Bedser enjoyed a successful first-class career, a member of the Surrey team that won seven successive County Championships from 1952 to 1958, despite many of the side's best players being away playing for England. Despite being called to a Test Trial in 1950, in which Laker took 8 wickets for 2 runs, one of which was scored by Eric, he was never called to play in a Test himself: he played for England only once, in a first-class tour match in Tasmania. As a result, Eric's record will always be lacking when compared with Alec's, who played in 51 Test matches, although Eric often accompanied Alec on overseas tours.

In a first-class career that lasted twenty-three years, Bedser played in 457 matches for Surrey, scoring 14,716 runs at the useful batting average of 24.00, and taking 833 wickets at the good bowling average of 24.95. He passed 1,000 runs in six seasons.

After retiring from playing cricket he went into business with his brother.
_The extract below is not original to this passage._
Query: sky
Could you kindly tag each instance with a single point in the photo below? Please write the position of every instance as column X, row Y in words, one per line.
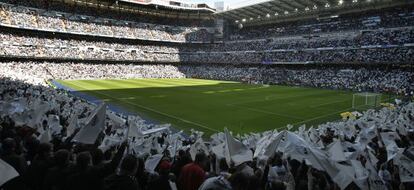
column 227, row 3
Among other business interests, they co-operated with Ronald Straker in a successful stationery firm, Straker-Bedser, which was later taken over by Ryman in 1977. While Alec became a selector for England, Eric served on various committees at Surrey. He was president of Surrey County Cricket Club in 1990.

Neither twin married, living together in a house that they built with their father in 1953 in Woking, until Eric died aged 87 in Woking.